The family was referred to the Trusted Source by a public health nurse who was concerned about the little girl’s development and the family’s lack of follow-up and seeming disinterest in her. The Trusted Source also found that the family showed no interest in any treatment or care for the child and had a fatalistic attitude about the potential of the little girl. The mother and grandmother focused on the older child as he was developing well and without any problems. Even with a good relationship, the common language and a cultural understanding of the family’s attitude, the Trusted Source found that she was not able to motivate the family to take an interest in the little girl or to seek any medical or therapeutic care for her.

However, things began to change very rapidly when the Trusted Source returned from the first major project training session on Internet resources – how to find and use websites and other available Internet resources for health information. In the session that day the Trusted Sources were introduced to the website MedlinePlus. Besides a thorough introduction to this website all trainees were given a brochure and bookmark about MedlinePlus. When the Trusted Source saw the mother of little girl later that day she told her about the website and gave her the bookmark since the mother seemed interested in checking out the website. The mother had recently enrolled in a training program to become a Pharmacy Aid and had a class assignment to research a question on the web. The mother chose to research cerebral palsy (the diagnosis given to the little girl). In doing that exercise for her class, she became very interested in learning about cerebral palsy and started printing up information to take with her to the next doctor’s appointment for her daughter.

Reading the information on this website, receiving other written information from the doctor, checking other websites and successfully completing her class assignment began to change the understanding and the attitude of the mother.
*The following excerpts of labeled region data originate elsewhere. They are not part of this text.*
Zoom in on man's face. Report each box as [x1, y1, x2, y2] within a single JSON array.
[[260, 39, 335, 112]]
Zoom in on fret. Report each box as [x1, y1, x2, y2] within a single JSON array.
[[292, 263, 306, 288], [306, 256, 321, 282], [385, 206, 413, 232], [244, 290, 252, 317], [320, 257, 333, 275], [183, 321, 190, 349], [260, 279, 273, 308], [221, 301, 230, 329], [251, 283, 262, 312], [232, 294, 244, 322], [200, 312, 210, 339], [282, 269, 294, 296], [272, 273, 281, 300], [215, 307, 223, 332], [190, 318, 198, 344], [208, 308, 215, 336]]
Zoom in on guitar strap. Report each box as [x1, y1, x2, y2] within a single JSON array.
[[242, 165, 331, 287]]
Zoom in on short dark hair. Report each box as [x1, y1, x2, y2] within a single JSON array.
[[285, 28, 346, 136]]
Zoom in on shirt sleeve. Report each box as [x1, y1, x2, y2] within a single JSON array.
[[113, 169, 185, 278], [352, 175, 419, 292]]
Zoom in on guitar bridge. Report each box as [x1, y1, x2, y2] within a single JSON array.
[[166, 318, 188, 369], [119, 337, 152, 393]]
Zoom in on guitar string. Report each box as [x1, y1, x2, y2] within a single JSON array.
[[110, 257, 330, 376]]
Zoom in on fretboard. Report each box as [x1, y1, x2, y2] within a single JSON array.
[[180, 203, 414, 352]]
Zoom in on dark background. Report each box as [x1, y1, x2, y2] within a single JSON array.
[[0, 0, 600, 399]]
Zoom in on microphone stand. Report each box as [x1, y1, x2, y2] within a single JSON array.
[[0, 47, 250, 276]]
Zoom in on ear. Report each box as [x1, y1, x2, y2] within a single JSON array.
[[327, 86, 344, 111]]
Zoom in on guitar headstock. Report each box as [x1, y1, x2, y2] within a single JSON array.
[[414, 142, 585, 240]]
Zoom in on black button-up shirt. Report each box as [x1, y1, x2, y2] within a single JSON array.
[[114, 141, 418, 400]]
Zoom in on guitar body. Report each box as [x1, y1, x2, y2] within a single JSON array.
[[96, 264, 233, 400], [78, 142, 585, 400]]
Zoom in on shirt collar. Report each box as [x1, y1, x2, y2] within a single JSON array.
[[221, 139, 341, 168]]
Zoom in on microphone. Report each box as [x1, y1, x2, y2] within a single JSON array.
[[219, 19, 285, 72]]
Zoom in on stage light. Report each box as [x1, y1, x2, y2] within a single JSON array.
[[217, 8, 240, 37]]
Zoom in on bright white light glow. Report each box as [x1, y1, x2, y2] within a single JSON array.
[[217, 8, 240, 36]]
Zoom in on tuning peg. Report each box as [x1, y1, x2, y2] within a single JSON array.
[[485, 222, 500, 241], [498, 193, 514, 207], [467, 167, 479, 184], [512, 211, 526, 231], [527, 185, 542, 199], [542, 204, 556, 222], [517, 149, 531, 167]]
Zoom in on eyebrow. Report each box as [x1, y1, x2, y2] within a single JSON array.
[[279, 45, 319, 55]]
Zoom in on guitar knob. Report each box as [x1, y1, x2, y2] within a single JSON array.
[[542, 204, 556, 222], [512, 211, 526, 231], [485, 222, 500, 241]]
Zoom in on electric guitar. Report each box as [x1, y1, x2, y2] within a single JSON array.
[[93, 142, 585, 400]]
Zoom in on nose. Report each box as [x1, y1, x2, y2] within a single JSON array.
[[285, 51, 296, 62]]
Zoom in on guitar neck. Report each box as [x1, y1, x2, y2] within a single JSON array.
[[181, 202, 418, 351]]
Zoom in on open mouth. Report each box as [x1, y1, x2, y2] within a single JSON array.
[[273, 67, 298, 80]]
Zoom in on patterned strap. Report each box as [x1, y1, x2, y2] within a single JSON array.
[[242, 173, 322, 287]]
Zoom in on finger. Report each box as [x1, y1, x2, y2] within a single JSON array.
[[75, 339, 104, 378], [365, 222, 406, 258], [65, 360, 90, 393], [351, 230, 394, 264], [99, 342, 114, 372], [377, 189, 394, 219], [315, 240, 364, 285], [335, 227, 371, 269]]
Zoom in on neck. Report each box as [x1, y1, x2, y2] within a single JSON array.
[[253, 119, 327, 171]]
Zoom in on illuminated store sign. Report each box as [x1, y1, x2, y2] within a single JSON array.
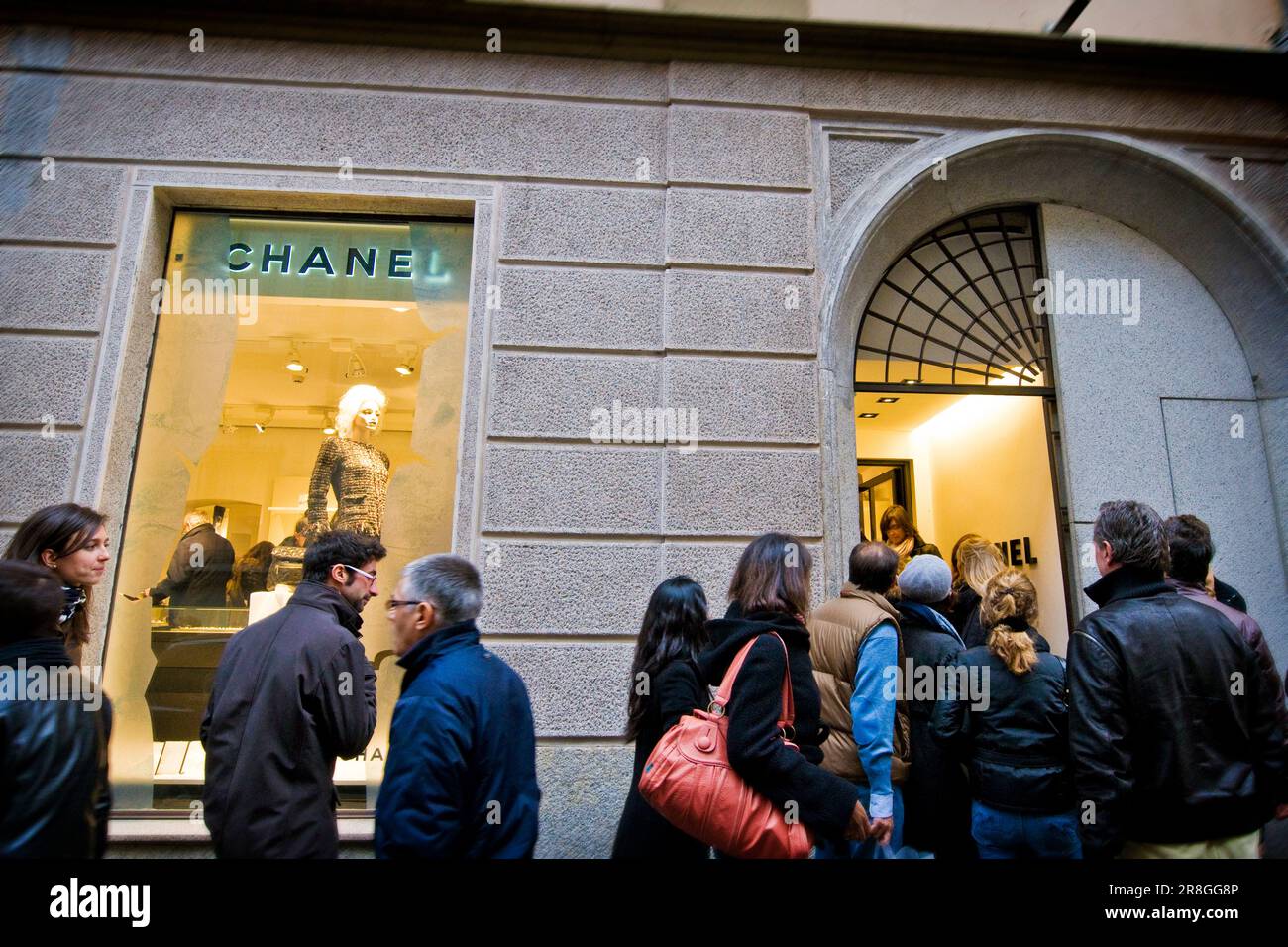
[[228, 241, 447, 279]]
She became much more interested in her daughter and began to talk and play with her. She was able to talk about cerebral palsy with her child’s doctor and the Trusted Source and could follow up with needed therapies. The family, including the grandmother, began to show more interest in the little girl not just in the older boy.

This story was shared and it demonstrated to everyone involved in the project that it takes both the trusting relationship between the advocacy and outreach staff and a family and also training and knowledge to achieve the desired outcomes for children and their families.